And yet, when you consider the fascinating and unconventional life that this Welsh man led, it is hard to understand why this is.
I was recently given an ancient copy of Davies’s autobiography, curiously entitled The Autobiography of a Super-tramp.
I was told that it was one of my grandfather’s favourite books, and assured that I would benefit from reading it.
In case the blog name didn’t give it away, I too am Welsh. My last name is also Davies, so I automatically felt some kind of affinity with William Henry Davies, as if – no matter how good the book actually is – I’d like him.
Luckily, the autobiography is in fact very good. Not that I thought this at first; it took me numerous chapters to actually engage with what Davies was saying. Usually I’d put a book down if it hadn’t gripped me by a quarter of the way through, but something about the book’s quiet, subtle and unassuming tone made me continue to turn the pages.
If you haven’t heard of this book, I can confirm that it actually is about living life as a hobo.

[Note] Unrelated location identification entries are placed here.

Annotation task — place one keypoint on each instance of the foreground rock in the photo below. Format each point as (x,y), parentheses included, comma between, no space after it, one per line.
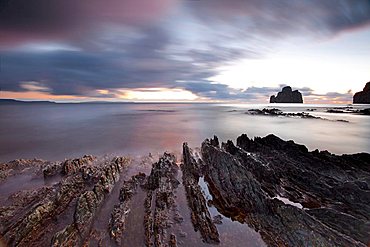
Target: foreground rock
(200,215)
(277,189)
(287,95)
(259,181)
(362,97)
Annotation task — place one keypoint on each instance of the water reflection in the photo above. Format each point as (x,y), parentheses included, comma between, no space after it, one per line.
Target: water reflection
(56,131)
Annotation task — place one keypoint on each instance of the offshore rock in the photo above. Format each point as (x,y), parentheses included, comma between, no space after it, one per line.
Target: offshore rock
(287,96)
(362,97)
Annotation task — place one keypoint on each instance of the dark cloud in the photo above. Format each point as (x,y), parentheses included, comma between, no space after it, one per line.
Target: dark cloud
(279,18)
(22,20)
(140,43)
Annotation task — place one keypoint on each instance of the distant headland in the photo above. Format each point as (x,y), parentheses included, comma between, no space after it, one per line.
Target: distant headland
(287,95)
(362,97)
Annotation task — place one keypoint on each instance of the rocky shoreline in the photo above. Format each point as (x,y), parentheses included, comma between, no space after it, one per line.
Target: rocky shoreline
(283,194)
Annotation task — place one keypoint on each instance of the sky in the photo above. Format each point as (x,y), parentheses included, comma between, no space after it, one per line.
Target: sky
(189,50)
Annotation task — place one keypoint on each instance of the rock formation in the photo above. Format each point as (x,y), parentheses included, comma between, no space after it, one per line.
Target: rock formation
(362,97)
(287,96)
(277,189)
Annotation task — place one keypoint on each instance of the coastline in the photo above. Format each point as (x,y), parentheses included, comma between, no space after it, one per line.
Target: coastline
(257,184)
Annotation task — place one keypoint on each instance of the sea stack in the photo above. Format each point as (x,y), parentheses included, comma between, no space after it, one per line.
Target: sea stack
(362,97)
(287,96)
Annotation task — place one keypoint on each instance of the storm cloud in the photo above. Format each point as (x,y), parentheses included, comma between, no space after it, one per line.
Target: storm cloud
(77,47)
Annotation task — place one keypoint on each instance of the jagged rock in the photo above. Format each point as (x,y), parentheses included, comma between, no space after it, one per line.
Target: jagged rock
(87,205)
(248,181)
(200,216)
(73,165)
(362,97)
(160,201)
(287,96)
(118,217)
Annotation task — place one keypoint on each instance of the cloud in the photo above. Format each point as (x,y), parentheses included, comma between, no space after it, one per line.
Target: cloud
(78,47)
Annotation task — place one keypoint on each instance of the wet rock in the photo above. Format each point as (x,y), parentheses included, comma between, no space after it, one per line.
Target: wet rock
(117,222)
(362,97)
(244,179)
(200,215)
(73,165)
(173,241)
(287,95)
(160,201)
(217,219)
(87,206)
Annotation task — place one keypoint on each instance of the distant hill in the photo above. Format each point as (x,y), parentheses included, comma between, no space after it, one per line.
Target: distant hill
(13,101)
(362,97)
(287,95)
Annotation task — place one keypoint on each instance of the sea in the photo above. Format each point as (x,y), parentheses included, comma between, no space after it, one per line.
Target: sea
(56,131)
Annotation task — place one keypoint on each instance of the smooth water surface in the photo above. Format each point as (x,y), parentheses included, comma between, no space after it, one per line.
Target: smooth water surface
(58,131)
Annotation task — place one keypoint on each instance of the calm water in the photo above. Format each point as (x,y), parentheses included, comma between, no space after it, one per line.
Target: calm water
(58,131)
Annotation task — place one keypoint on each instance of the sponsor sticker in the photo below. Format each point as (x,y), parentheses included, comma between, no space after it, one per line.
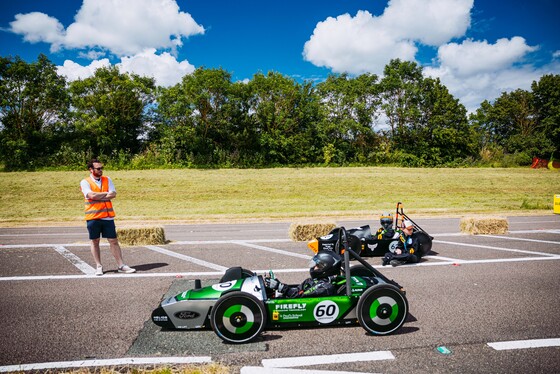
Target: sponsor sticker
(326,311)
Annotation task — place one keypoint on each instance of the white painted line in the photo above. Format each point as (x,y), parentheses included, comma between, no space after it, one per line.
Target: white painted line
(539,231)
(46,234)
(327,359)
(192,275)
(116,275)
(75,260)
(495,248)
(524,344)
(202,242)
(522,239)
(229,241)
(272,250)
(187,258)
(442,258)
(110,363)
(261,370)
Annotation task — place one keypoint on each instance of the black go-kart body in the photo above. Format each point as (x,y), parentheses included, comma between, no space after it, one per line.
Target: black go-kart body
(367,243)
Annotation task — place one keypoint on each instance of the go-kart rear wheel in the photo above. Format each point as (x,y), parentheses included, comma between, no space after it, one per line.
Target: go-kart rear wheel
(238,317)
(382,309)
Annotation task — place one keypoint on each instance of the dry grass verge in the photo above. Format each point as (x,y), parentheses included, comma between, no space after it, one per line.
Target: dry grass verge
(481,225)
(141,235)
(300,232)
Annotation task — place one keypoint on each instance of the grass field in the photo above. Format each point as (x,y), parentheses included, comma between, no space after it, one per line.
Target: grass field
(286,194)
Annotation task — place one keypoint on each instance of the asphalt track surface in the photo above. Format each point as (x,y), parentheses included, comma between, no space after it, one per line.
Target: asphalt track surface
(490,303)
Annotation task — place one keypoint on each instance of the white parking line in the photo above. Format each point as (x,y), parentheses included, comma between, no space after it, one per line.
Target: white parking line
(109,363)
(496,248)
(75,260)
(261,370)
(327,359)
(524,344)
(186,258)
(522,239)
(268,249)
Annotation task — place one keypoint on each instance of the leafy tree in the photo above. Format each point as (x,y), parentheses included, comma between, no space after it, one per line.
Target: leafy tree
(546,95)
(33,106)
(111,111)
(284,114)
(400,93)
(203,117)
(350,108)
(512,124)
(442,133)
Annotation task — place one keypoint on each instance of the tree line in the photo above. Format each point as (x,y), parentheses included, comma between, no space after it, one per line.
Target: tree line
(206,120)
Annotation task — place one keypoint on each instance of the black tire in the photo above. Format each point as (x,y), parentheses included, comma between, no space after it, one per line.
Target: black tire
(361,271)
(382,309)
(238,317)
(424,243)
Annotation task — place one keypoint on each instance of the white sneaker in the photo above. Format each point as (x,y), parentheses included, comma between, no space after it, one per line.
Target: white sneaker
(126,269)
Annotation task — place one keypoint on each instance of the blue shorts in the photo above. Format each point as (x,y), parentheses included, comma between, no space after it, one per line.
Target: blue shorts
(101,227)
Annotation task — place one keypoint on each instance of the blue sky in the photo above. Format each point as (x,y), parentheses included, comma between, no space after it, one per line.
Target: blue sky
(478,48)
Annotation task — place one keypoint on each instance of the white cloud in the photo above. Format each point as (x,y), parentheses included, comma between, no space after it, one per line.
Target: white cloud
(74,71)
(431,22)
(124,27)
(478,71)
(473,71)
(475,57)
(38,27)
(133,30)
(366,43)
(164,68)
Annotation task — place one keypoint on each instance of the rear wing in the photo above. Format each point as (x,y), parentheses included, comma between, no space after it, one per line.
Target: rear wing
(400,217)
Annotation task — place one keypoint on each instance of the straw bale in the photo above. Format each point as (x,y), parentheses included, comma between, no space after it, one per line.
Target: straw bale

Davies spent a lot of time in the UK and US homeless – sometimes sleeping in prisons just to escape the cold.
Parts of the book are written so beautifully I actually wanted to underline certain sentences so that I wouldn’t forget them – perhaps a legacy of my days studying English Literature at University.
I noticed that Davies is particularly talented when describing nature. For example, this paragraph had me spellbound for a good couple of minutes before I could tear my eyes away and continue reading:
“At this place I remained several weeks, watching the smiling Spring, which had already taken possession of the air and made the skies blue – unloosing the icy fingers of Winter, which still held the earth down under a thick cover of snow.”
It goes on. Wordsworth, anyone?
As well as truly beautiful prose, much merit also lies in the book’s content. There is one chapter that relays a particularly tragic and significant moment in Davies’s life, and yet – in keeping with his nonchalant tone – it is described in such a way that does not agitate a reader, but only elicits sympathy.
If I’m completely honest, I need to read The Autobiography of a Super-tramp a second time in order to truly understand and appreciate it. But, after a first reading, all I can say is that this Welsh writer has made me proud of my country, and will never been forgotten.